# 1.3 ooths...



## infinity (Sep 1, 2006)

I have two of those *still as yet not 100% sure on species, possible Stagmomantis Limbata* mantids and both were mated, and both laid two very nice perfect first ooths.

I fed them continuously after that expecting 2 more... but instead I got a third EACH.

i.e. they both laid the first perfectly- 100% normal looking ooth... then I got one from each of them that was about a third of the size of the original... explanation?!


----------



## ismart (Sep 2, 2006)

It's possibale that the your two females ran out of sperm to produce full ooths. I have about ten like that. If you still have a male try to remate them.


----------



## Rick (Sep 2, 2006)

> It's possibale that the your two females ran out of sperm to produce full ooths. I have about ten like that. If you still have a male try to remate them.

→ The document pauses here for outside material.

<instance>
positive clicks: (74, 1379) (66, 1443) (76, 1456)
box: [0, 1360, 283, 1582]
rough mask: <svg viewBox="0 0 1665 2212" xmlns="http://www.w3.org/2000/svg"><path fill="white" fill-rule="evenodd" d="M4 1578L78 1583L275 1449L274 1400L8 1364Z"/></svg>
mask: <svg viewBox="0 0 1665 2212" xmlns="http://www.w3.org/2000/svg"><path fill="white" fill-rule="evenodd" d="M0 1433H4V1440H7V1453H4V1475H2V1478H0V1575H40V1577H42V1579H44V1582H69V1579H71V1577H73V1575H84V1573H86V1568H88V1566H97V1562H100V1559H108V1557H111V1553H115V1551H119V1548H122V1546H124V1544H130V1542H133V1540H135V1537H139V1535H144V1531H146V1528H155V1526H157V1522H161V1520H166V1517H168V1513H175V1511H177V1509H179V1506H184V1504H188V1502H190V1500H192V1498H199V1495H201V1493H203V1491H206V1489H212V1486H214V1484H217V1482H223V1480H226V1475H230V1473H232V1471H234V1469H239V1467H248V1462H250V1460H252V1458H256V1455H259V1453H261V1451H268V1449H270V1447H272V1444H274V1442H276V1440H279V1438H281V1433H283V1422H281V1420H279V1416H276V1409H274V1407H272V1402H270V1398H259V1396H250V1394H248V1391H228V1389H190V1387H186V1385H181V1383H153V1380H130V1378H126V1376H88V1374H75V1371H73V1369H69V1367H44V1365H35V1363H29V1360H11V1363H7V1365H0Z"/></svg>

That is not why. Ooth size typically gets smaller each time.


----------



## shazlew (Sep 8, 2006)

I found with my really old females that the ooths decreased in size!

The last one that my female H meb laid was more bits of ooth rather than your normal!

None hatched so guessing she reached the end of her breeding life!

Lack of sperm wouldnt affect the size of an ooth after all if that was the case unmated females wouldnt have full sized ooths :wink:


----------